Every reactive property is backed by a signal. This keeps the proxy layer thin. Core logic lives in signal.ts, and the proxy simply orchestrates reads/writes against those signals. Because signals already integrate with dependency tracking, reactive object reads automatically wire into computeds, effects, and DOM bindings without extra bookkeeping.

Interop Utilities

  • toRaw(value) unwraps a proxy by consulting reactiveToRaw. Useful when passing data to libraries that cannot handle proxies.
  • isReactive(value) checks presence in reactiveToRaw without triggering getters.
  • markRaw(value) (internal helper) can flag objects that should bypass reactivity, useful for expensive third-party instances.

Evaluator Interaction

Bindings and expressions run via the hardened evaluator. When it encounters a reactive proxy it uses wrapValue() to create a safe view:

  • Dangerous keys remain blocked.
  • Signals returned from proxy properties expose get, set, and subscribe, but property reads on the signal proxy delegate back to the underlying value.
  • Primitive coercion works because the wrapper defines valueOf, toString, and Symbol.toPrimitive on demand.
  • Boolean negation (!signal) is rewritten to !$unwrap(signal) before compilation so reactive values behave like plain booleans.
  • Iteration support - Signal wrappers implement Symbol.iterator to enable spread operations on signals containing iterable values.

Spread Operator Support

When a signal contains an iterable value (like an array), the wrapper proxy delegates the Symbol.iterator property to the unwrapped value.
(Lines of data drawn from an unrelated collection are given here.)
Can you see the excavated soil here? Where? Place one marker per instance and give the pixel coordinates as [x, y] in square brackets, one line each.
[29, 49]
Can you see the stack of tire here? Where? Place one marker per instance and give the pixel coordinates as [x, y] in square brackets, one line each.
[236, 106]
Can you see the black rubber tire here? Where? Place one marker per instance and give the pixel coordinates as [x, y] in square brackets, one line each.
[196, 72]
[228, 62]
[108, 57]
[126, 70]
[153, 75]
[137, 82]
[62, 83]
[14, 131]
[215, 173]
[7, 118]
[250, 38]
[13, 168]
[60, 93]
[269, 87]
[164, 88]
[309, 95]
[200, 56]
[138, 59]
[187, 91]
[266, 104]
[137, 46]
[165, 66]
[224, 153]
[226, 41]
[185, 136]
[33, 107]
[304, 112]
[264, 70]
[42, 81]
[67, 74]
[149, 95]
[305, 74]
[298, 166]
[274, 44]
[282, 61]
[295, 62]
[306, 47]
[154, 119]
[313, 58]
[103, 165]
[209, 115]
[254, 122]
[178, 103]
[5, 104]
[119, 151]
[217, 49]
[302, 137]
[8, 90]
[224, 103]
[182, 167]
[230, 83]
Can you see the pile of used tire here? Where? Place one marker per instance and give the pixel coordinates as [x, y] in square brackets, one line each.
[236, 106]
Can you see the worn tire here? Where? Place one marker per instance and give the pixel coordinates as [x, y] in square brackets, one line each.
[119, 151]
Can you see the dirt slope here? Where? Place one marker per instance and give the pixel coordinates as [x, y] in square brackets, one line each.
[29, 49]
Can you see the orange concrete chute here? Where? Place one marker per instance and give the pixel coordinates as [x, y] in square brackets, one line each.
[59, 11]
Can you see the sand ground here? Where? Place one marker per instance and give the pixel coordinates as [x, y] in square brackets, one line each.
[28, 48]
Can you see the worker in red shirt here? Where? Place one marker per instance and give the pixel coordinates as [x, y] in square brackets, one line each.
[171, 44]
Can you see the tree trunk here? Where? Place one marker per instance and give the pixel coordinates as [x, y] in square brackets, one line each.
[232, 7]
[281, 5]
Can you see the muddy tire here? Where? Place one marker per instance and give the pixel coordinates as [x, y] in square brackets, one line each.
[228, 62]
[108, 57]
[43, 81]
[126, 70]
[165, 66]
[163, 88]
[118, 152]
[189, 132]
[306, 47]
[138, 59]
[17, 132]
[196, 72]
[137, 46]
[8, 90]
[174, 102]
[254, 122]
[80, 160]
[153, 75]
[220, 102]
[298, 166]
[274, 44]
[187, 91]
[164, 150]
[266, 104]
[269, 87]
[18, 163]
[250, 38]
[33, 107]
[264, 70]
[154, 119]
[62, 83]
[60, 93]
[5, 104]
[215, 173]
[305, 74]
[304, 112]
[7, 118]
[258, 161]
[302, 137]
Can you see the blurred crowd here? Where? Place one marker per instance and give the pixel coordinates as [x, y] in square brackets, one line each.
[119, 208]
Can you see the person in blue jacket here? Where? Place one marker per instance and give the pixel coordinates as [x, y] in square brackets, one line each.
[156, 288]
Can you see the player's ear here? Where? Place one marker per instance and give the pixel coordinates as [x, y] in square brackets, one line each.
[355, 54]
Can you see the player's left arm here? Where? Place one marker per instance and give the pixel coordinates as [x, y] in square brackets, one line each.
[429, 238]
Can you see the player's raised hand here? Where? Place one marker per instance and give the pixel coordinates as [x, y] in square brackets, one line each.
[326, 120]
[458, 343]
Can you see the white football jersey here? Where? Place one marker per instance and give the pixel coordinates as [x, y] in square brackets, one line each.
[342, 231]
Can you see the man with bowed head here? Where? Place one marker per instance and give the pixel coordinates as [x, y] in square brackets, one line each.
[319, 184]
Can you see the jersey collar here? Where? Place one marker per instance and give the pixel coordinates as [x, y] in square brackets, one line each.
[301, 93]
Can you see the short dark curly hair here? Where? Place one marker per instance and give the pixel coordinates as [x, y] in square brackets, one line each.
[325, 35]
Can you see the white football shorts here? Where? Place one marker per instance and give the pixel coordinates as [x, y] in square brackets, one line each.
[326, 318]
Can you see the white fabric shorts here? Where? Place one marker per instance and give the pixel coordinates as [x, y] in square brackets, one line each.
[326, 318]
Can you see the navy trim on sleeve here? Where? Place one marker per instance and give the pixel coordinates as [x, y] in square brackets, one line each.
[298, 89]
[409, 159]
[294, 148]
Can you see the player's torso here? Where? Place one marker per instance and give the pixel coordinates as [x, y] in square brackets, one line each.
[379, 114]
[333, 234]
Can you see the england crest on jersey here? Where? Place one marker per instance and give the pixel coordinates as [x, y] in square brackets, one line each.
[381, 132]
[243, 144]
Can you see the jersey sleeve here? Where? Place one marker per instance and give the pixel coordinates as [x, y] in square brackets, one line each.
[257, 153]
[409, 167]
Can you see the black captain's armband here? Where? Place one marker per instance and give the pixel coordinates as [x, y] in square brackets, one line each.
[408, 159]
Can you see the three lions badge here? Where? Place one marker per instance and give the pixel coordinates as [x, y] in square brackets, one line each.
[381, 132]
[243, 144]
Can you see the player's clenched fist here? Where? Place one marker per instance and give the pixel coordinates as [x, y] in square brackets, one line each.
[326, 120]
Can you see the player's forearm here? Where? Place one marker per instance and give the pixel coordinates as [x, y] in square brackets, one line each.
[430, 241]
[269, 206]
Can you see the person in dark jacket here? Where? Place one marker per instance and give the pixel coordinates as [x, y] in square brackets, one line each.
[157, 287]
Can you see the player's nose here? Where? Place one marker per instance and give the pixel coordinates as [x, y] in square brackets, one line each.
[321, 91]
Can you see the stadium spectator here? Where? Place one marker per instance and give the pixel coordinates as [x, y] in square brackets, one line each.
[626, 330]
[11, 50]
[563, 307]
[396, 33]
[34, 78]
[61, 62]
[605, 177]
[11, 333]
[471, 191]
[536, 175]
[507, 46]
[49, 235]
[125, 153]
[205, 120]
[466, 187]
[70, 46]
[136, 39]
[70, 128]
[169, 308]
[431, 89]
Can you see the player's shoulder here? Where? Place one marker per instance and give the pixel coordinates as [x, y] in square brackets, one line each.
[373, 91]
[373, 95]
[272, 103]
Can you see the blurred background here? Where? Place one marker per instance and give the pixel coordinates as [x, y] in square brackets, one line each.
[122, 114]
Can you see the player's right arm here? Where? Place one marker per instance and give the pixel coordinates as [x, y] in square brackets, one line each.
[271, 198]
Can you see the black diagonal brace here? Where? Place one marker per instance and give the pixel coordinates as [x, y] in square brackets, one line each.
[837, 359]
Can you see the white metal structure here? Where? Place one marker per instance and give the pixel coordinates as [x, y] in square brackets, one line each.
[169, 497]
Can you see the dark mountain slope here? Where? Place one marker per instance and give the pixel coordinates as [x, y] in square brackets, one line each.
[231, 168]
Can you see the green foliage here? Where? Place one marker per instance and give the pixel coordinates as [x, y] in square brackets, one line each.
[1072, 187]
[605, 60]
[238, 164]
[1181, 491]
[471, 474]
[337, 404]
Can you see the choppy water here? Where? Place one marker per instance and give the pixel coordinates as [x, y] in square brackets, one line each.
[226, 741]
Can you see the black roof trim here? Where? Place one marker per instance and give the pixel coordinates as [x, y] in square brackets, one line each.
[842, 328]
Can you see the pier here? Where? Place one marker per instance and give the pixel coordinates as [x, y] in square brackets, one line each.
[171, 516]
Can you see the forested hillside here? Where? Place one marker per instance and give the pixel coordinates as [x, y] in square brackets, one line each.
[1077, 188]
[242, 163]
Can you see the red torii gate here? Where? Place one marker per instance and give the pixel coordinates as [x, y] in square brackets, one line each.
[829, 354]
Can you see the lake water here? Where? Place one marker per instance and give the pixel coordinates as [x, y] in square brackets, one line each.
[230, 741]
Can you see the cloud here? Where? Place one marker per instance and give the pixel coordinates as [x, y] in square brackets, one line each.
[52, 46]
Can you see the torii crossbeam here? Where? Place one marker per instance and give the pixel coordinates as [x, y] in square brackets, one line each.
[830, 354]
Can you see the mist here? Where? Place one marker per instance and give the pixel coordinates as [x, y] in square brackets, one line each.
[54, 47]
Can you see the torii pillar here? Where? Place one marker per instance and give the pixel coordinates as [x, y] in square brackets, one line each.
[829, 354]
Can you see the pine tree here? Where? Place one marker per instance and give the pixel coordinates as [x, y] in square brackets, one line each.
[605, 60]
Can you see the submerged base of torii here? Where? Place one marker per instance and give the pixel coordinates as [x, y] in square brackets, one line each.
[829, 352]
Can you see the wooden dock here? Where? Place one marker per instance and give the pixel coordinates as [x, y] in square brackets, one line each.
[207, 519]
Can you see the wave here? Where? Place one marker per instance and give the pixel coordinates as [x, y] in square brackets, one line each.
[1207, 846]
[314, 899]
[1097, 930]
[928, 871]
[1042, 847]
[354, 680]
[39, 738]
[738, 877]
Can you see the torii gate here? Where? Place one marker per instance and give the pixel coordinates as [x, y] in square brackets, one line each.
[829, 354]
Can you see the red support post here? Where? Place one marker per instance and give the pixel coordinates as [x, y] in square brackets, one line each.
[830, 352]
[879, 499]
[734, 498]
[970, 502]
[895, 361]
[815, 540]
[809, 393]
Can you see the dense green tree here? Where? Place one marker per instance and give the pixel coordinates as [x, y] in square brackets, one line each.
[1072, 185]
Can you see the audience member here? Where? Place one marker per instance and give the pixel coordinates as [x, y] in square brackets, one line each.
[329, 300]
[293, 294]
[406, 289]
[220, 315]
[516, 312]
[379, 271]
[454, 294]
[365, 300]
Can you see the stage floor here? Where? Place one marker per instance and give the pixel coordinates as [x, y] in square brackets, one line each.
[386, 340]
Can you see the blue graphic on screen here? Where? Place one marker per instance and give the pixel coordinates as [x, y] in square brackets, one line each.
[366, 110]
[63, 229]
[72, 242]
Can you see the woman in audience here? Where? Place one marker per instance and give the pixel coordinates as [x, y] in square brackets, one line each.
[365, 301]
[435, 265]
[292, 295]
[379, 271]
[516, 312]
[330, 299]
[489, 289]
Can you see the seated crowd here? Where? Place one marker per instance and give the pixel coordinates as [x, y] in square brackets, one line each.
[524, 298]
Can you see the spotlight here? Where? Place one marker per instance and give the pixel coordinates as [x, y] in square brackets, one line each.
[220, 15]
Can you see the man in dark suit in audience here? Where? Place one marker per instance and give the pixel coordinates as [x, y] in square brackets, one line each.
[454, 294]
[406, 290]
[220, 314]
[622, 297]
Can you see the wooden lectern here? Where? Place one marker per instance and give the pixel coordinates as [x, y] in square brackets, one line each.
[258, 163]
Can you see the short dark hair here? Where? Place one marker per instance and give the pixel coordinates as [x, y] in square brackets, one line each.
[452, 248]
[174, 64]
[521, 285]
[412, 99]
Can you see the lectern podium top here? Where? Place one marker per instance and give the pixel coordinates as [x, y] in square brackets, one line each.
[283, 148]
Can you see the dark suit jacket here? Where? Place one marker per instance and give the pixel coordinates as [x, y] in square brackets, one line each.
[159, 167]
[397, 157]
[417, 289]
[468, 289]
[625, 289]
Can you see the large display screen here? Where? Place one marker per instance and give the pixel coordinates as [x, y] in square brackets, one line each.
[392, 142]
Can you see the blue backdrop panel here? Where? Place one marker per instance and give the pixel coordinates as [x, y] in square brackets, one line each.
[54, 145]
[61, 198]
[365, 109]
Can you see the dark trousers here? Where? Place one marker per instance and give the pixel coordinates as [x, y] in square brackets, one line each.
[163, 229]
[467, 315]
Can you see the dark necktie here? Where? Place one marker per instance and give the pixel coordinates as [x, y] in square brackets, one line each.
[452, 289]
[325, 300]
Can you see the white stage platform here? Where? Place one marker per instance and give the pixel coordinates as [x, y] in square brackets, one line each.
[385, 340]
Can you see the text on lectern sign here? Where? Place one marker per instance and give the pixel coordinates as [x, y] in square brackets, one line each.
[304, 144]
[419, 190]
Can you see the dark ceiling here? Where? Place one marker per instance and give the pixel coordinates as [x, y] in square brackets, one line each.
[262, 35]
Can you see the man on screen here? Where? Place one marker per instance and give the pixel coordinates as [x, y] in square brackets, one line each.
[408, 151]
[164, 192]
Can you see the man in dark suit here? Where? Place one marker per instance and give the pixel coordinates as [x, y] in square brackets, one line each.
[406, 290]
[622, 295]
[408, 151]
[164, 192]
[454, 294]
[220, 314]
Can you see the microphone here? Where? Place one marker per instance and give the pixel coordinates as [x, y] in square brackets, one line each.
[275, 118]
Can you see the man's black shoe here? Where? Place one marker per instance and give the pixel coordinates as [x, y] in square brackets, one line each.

This enables the JavaScript spread operator to work transparently:

javascript
const todos = signal([{id: 1, text: "Learn"}, {id: 2, text: "Build"}]);
const newTodos = [...todos, {id: 3, text: "Ship"}];

Without this, the spread operator would fail because the JS runtime can't iterate over the signal wrapper. The implementation returns the iterator from the unwrapped array directly, ensuring spread operations receive raw values rather than wrapped proxies. This is critical for immutable update patterns where new arrays are constructed from existing signal values.

Challenges & Lessons

  • Balancing safety and ergonomics - Blocking hazardous keys everywhere (reactive proxies, evaluator proxies, and scope helpers) keeps the mental model consistent. The challenge is ensuring legitimate use cases (e.g. accessing an object’s prototype intentionally) are still possible via toRaw() when absolutely required.
  • Array performance - Naively re-wrapping arrays each mutation was costly. Hard-coding mutator wrappers keeps hot paths predictable without introducing per-access allocations.
  • Equality semantics - Since signals use strict equality, mutating nested objects in place does not trigger updates. Documentation and lint rules encourage immutable patterns or explicit reassignments to keep changes observable.
  • Garbage collection - Using WeakMaps exclusively avoids memory leaks, but it meant giving up on certain debugging tricks (storing strong references to proxies). The debug registry in lib/src/debug now mirrors relationships explicitly when debugging is enabled.

The proxy layer underpins VoltX’s "plain object" ergonomics while preserving the security posture demanded by the evaluator. Understanding these mechanics helps when extending the runtime or diagnosing subtle update issues.